Cotton Bowl, T 7–7 vs. Texas
- Conference: Independent
- Record: 9–1–1
- Head coach: Frank Tritico (1st season);
- Home stadium: Grater Field, Alamo Stadium

= 1943 Randolph Field Ramblers football team =

American college football season

The 1943 Randolph Field Ramblers football team represented the United States Army Air Forces' Randolph Field during the 1943 college football season. Randolph Field was located about 15 miles east-northeast of San Antonio, Texas. The team compiled a 9–1–1 record and played Texas to a 7–7 tie in the 1944 Cotton Bowl Classic on January 1, 1944.

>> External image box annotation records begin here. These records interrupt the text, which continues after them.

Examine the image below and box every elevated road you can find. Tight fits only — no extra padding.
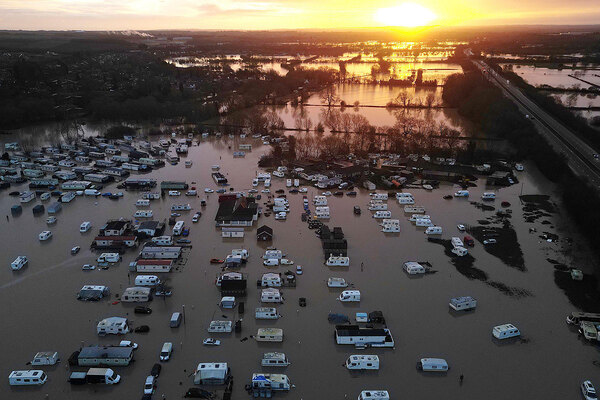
[472,60,600,189]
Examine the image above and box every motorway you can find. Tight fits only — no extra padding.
[472,60,600,189]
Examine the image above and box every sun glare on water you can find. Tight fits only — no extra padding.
[375,3,436,28]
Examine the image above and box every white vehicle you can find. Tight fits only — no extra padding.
[358,389,390,400]
[173,221,184,236]
[325,254,350,267]
[449,296,477,311]
[260,288,283,303]
[581,381,598,400]
[261,352,290,367]
[79,221,92,233]
[425,226,442,235]
[202,338,221,346]
[160,342,172,361]
[415,218,434,227]
[452,246,469,257]
[373,211,392,219]
[135,275,160,286]
[38,231,52,242]
[346,355,379,370]
[10,256,29,271]
[338,290,360,302]
[254,307,281,319]
[133,210,153,218]
[492,324,521,339]
[417,358,448,372]
[208,321,233,333]
[481,192,496,201]
[381,219,400,233]
[96,253,121,263]
[403,261,427,275]
[254,328,283,342]
[8,369,48,386]
[327,277,348,288]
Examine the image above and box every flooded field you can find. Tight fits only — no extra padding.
[0,138,599,400]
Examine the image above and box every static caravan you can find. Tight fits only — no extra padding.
[121,286,152,303]
[403,261,427,275]
[358,390,390,400]
[417,358,448,372]
[261,352,290,367]
[313,196,327,206]
[338,290,360,302]
[194,362,229,385]
[346,355,379,370]
[208,321,233,333]
[325,254,350,267]
[425,226,442,235]
[315,207,330,219]
[134,275,160,286]
[260,273,282,287]
[254,307,281,319]
[31,351,58,365]
[254,328,283,342]
[492,324,521,339]
[260,288,283,303]
[373,211,392,219]
[8,369,48,386]
[152,235,173,246]
[96,317,129,336]
[449,296,477,311]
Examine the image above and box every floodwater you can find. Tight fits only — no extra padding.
[0,138,600,400]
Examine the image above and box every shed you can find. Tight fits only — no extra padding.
[256,225,273,242]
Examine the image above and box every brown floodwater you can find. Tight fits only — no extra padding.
[0,138,600,400]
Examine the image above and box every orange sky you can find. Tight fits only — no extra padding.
[0,0,600,30]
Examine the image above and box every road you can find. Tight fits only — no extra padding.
[472,60,600,188]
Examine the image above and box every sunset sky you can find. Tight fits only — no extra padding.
[0,0,600,30]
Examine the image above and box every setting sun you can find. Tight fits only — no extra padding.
[375,3,436,28]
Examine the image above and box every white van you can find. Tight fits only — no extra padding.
[260,288,283,303]
[492,324,521,339]
[96,253,121,263]
[79,221,92,233]
[160,342,173,361]
[254,307,281,319]
[263,258,279,267]
[373,211,392,219]
[417,358,448,372]
[135,275,160,286]
[338,290,360,302]
[415,218,433,227]
[346,355,379,370]
[425,226,442,235]
[152,235,173,246]
[8,369,48,386]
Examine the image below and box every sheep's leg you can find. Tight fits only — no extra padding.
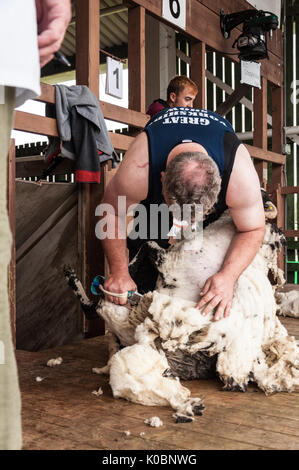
[64,266,99,320]
[129,242,166,276]
[92,330,120,375]
[217,337,254,392]
[129,242,165,294]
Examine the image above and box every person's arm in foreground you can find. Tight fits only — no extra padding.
[197,145,265,320]
[102,132,148,304]
[35,0,72,67]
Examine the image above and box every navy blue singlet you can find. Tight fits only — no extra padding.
[128,107,241,257]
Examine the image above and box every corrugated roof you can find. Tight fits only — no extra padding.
[60,0,128,56]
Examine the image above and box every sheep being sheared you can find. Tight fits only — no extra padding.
[64,193,299,415]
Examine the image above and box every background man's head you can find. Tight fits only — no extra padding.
[162,152,221,219]
[167,75,198,108]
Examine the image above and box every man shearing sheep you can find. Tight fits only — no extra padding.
[102,107,265,320]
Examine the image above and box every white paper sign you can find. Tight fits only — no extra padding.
[240,60,261,88]
[162,0,186,29]
[105,57,123,99]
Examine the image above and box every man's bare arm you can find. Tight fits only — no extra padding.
[197,145,265,320]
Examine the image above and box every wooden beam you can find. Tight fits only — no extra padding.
[191,41,206,109]
[75,0,100,98]
[75,0,104,337]
[13,111,58,137]
[129,0,283,86]
[36,83,149,129]
[7,139,16,347]
[272,86,285,186]
[253,77,268,188]
[246,145,286,165]
[128,6,146,113]
[13,111,133,150]
[216,83,250,116]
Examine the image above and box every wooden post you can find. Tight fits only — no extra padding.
[272,85,286,270]
[76,0,100,98]
[191,41,206,109]
[7,139,16,347]
[272,85,285,186]
[253,77,268,187]
[128,6,145,113]
[76,0,104,337]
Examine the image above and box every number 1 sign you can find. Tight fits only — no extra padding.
[106,57,123,98]
[162,0,186,29]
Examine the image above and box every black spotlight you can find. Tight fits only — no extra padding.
[220,9,278,61]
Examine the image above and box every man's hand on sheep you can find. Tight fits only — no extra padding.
[104,271,137,305]
[196,272,235,321]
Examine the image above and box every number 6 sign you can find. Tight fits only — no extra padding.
[162,0,186,29]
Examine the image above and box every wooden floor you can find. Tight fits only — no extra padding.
[17,318,299,450]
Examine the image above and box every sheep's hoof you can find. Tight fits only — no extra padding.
[192,403,206,416]
[172,413,194,423]
[222,377,247,392]
[162,368,177,379]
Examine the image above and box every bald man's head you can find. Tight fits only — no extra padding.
[163,152,221,215]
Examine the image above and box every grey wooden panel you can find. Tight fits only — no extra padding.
[16,183,82,351]
[16,180,77,250]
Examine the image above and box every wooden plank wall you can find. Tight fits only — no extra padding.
[15,181,82,351]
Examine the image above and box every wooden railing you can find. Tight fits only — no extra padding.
[14,83,149,151]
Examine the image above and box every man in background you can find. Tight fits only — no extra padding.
[146,75,198,117]
[0,0,71,450]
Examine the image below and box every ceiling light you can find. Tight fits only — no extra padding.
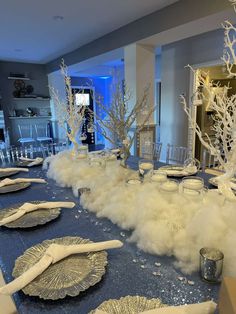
[53,15,64,21]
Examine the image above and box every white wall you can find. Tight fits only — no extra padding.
[161,30,223,160]
[48,71,67,141]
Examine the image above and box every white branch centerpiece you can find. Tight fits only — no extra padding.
[90,81,155,167]
[181,0,236,199]
[49,60,85,156]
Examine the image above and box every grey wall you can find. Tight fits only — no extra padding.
[161,30,224,160]
[0,61,49,143]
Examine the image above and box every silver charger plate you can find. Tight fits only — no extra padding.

Frank Tritico, who coached Lake Charles, Louisiana, high school teams to two state championships, was the team's head coach. His assistant coaches were Butch Morse, Leland Killian, and Walter Parker.

Glenn Dobbs was the star of the Randolph Field offense in 1943. Dobbs was the only Randolph player named to the Associated Press 1943 Service All-America team. He also played at Tulsa and was later inducted into the College Football Hall of Fame.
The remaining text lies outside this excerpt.